I think my Horton Hunter Supreme is at least over 20 years old. It still works and has taken several deer for me. Now at 82 I've had 3 detached retina surgeries since July and I'm told to watch out stress. I use a rope & pulley to cock, but wonder if there might be a new X-bow that cocks even easier. I would also like a good de-cocker. Certainly not rich, but might have a little extra funds in the spring. Open to suggestions.


----------



## Tinknocker1

Excalibur !


----------



## FISHIN 2

I bought an arrow that is called a decocker, from Meijer. It was like 10 bucks. Has a metal doinker type end, simply shoot into ground a little ways out, flips itself over.


----------



## ironman172

FISHIN 2 said:


> I bought an arrow that is called a decocker, from Meijer. It was like 10 bucks. Has a metal doinker type end, simply shoot into ground a little ways out, flips itself over.

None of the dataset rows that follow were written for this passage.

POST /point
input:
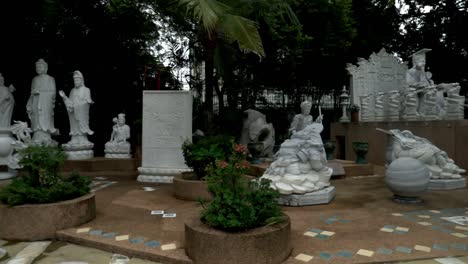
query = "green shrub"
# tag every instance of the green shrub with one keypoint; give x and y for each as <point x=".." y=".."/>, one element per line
<point x="205" y="152"/>
<point x="239" y="204"/>
<point x="43" y="184"/>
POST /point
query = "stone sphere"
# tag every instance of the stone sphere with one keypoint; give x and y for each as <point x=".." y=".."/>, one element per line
<point x="407" y="177"/>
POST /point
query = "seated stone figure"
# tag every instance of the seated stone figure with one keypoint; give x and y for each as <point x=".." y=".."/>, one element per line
<point x="421" y="80"/>
<point x="406" y="144"/>
<point x="118" y="147"/>
<point x="255" y="129"/>
<point x="300" y="121"/>
<point x="300" y="164"/>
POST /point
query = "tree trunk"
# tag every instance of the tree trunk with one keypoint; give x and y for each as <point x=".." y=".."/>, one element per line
<point x="209" y="74"/>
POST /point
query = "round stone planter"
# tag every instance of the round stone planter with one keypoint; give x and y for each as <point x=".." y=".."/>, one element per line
<point x="31" y="222"/>
<point x="407" y="178"/>
<point x="185" y="188"/>
<point x="264" y="245"/>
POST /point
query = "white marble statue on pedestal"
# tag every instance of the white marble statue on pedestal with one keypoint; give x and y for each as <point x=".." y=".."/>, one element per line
<point x="454" y="102"/>
<point x="393" y="106"/>
<point x="300" y="166"/>
<point x="367" y="111"/>
<point x="40" y="106"/>
<point x="7" y="102"/>
<point x="428" y="106"/>
<point x="379" y="109"/>
<point x="255" y="129"/>
<point x="118" y="147"/>
<point x="410" y="105"/>
<point x="300" y="121"/>
<point x="78" y="104"/>
<point x="405" y="144"/>
<point x="418" y="78"/>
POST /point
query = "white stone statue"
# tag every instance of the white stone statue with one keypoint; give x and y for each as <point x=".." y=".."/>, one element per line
<point x="410" y="105"/>
<point x="7" y="102"/>
<point x="367" y="111"/>
<point x="405" y="144"/>
<point x="418" y="78"/>
<point x="428" y="105"/>
<point x="300" y="166"/>
<point x="379" y="109"/>
<point x="393" y="106"/>
<point x="300" y="121"/>
<point x="41" y="103"/>
<point x="23" y="139"/>
<point x="118" y="147"/>
<point x="78" y="104"/>
<point x="256" y="129"/>
<point x="454" y="102"/>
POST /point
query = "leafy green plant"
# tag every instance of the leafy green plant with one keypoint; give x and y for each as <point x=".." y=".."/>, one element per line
<point x="239" y="204"/>
<point x="43" y="184"/>
<point x="205" y="152"/>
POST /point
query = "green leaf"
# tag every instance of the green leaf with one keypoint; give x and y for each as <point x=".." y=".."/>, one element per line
<point x="243" y="31"/>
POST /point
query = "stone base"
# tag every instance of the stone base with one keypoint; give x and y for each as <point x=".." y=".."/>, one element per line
<point x="117" y="156"/>
<point x="164" y="175"/>
<point x="323" y="196"/>
<point x="79" y="152"/>
<point x="447" y="184"/>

A neighbor picked some up end of the season last year and offered me one.... i passed.... use an old bolt for the decocking into a block target ..... just not sure being so dang short


----------



## FISHIN 2

Mines full sized.


----------



## ironman172

Many Xbow have a crank to cock the bow.... wish my tenpoints did now..... getting harder anymore at 165lb, know a 175lb would be way harder.... cranks arent cheap add ons, will keep looking before I really need one, not sure if they would be used for decocking

I picked up both my ten points for 200(titan) & 250(elite lite) used but great condition neither had the accudraw system..... both 165lb pull
Deals are out there if looking and patient....wasn't really looking when I found the second one, but darn glad I went ahead and got it....


----------



## STRONGPERSUADER

Star1pup said:


> I think my Horton Hunter Supreme is at least over 20 years old. It still works and has taken several deer for me. Now at 82 I've had 3 detached retina surgeries since July and I'm told to watch out stress. I use a rope & pulley to cock, but wonder if there might be a new X-bow that cocks even easier. I would also like a good de-cocker. Certainly not rich, but might have a little extra funds in the spring. Open to suggestions.

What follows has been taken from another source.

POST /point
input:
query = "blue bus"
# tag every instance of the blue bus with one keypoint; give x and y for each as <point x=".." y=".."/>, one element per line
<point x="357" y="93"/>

I had the same Horton for about the same time. I upgraded to a ten point Titan Extreme 175lb a few seasons ago with a crank on it. Comes with a nice scope and 3 arrow quiver. Great xbow. It was 700 new but you can find good deals on used ones. I can’t imagine trying to cock it by hand. I use the same decocking arrow Fishin uses. Good luck.


----------



## Star1pup

Lots of good advice. Thanks. I have been carrying a block to un-cock, but that's a pain. Afraid to carry it in truck cocked even without a bolt on the track. I see the Excaliber has a recurve. Can you leave it strung? I have to unstring my Bear recurve.


----------



## STRONGPERSUADER

I do have a negative on the ten point xbows, but it wasn’t a deal breaker for me. You have to use the bolts with the Omni-nocks instead of standard nocks.


----------



## M R DUCKS

a friend picked up one of these for about $200.
it comes with the cocking rope, but not sure if a crank could be added because of the adjustable stock.
*CenterPoint Sniper 370*


----------



## Uglystix

Star1pup, God Bless You!! For getting out there still. Not that 82 is old You worked all these years for that free license.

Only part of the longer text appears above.